To those involved in the business of polar travel that headline reflects one of the marketing challenges faced in a world of Search Engine Optimization and keyword content. Polar professionals use the terms North Pole and South Pole to refer only to invisible points on the planet at 90N or 90S. To use the terms as synonyms for the generic but accurate Arctic and Antarctica is tantamount to a sin. Using the terms inaccurately is the sign of an outsider, an amateur, a dilettante. No one mistakes Sue Flood for an amateur. She has the ice creds to call herself a polar professional.
Yet…the amateur is the person marketers of polar product want to capture. If amateurs refer to the polar regions by inaccurate terms, then the online content must include the terms with which people search for polar travel information.
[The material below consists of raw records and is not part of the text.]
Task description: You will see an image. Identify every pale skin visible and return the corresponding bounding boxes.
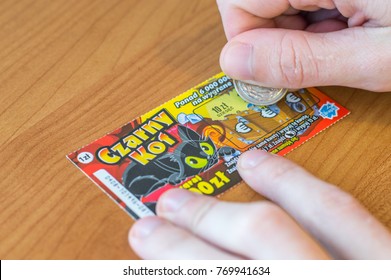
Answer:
[129,0,391,259]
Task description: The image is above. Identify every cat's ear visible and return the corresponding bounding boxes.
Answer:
[178,125,202,141]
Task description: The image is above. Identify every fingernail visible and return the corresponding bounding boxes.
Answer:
[220,42,253,80]
[238,150,270,169]
[158,189,195,213]
[130,217,164,239]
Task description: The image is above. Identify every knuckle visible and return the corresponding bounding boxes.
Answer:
[188,199,218,234]
[239,201,285,235]
[274,32,318,88]
[318,187,363,216]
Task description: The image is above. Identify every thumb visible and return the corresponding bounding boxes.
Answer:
[220,27,391,91]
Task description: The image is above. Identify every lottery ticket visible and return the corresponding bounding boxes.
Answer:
[67,73,349,219]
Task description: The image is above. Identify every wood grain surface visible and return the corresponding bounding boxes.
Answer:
[0,0,391,259]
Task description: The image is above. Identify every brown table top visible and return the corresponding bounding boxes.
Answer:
[0,0,391,259]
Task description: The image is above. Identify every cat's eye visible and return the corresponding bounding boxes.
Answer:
[200,142,215,156]
[185,156,208,169]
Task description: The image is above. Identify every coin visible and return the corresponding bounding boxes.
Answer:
[234,80,288,106]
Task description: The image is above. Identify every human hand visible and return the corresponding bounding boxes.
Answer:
[217,0,391,91]
[129,151,391,259]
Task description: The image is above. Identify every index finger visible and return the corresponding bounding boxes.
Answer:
[238,150,391,259]
[217,0,335,40]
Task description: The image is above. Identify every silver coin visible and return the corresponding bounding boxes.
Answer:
[234,80,288,106]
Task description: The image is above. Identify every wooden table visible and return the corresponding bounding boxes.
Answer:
[0,0,391,259]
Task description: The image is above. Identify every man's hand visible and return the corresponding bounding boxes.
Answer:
[217,0,391,91]
[129,151,391,259]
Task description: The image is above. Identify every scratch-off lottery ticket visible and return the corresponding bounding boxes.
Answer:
[67,73,349,219]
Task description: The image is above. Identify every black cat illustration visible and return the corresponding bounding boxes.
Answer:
[122,125,236,198]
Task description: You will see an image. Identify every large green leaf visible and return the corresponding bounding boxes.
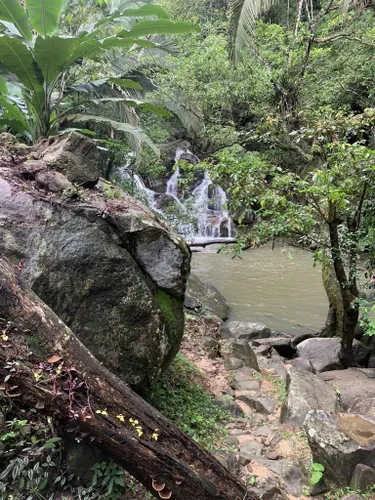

I came to terms with that conundrum by writing an article about inaccurate terms used by people when referring to the Polar Regions. I thought of it as an educational piece for seekers of information, and a clever way to ensure my former employer’s polar professionalism was not eroded.
When we insert keywords into a search field, for the most part, we do not worry about syntax or spelling. We insert keywords or phrases in a kind of stream of consciousness. Just use Google Insight for Search and take a look at how people search for your favourite subject. For example – more people search for Antarctica using the adjective Antarctic than the noun. The latter is part of the former, so the problem may be minor, but the point is the same: Writing for keyword content if you use search data undermines the English language and that irks me.